Demander de l’aide paraît simple vu de l’extérieur. Il suffirait de parler, d’envoyer un message, de dire que l’on ne va pas bien. Mais pour beaucoup de personnes, c’est l’une des choses les plus difficiles à faire, surtout lorsqu’elles sont épuisées depuis longtemps.
Demander de l’aide, c’est accepter de montrer une part vulnérable de soi. C’est prendre le risque de ne pas être compris, d’être minimisé, conseillé trop vite ou jugé. C’est aussi renoncer, au moins un instant, à l’image de la personne forte qui gère tout. Pour ceux qui ont construit leur identité sur l’autonomie et la solidité, ce pas peut sembler immense.
Il y a aussi la peur de déranger. Beaucoup se disent que les autres ont déjà leurs problèmes, que ce n’est pas si grave, qu’ils devraient s’en sortir seuls. Alors ils attendent. Ils repoussent. Ils espèrent retrouver de l’énergie avant d’avoir à avouer qu’ils n’en ont plus.

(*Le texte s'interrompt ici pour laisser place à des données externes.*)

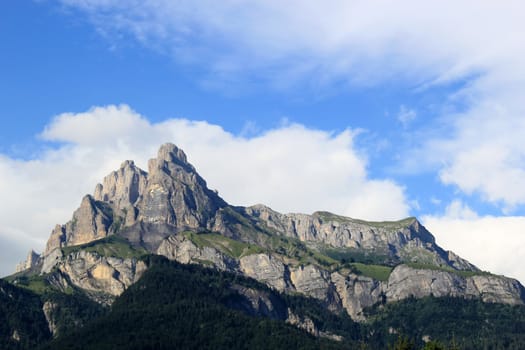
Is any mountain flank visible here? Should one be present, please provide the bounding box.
[8,143,525,348]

Pourtant, demander de l’aide n’enlève rien à la dignité. C’est souvent un acte de lucidité. On n’a pas besoin d’avoir touché le fond pour mériter du soutien. Parfois, la première phrase, même maladroite, peut devenir le début d’un chemin où l’on cesse enfin de porter seul ce qui était devenu trop lourd.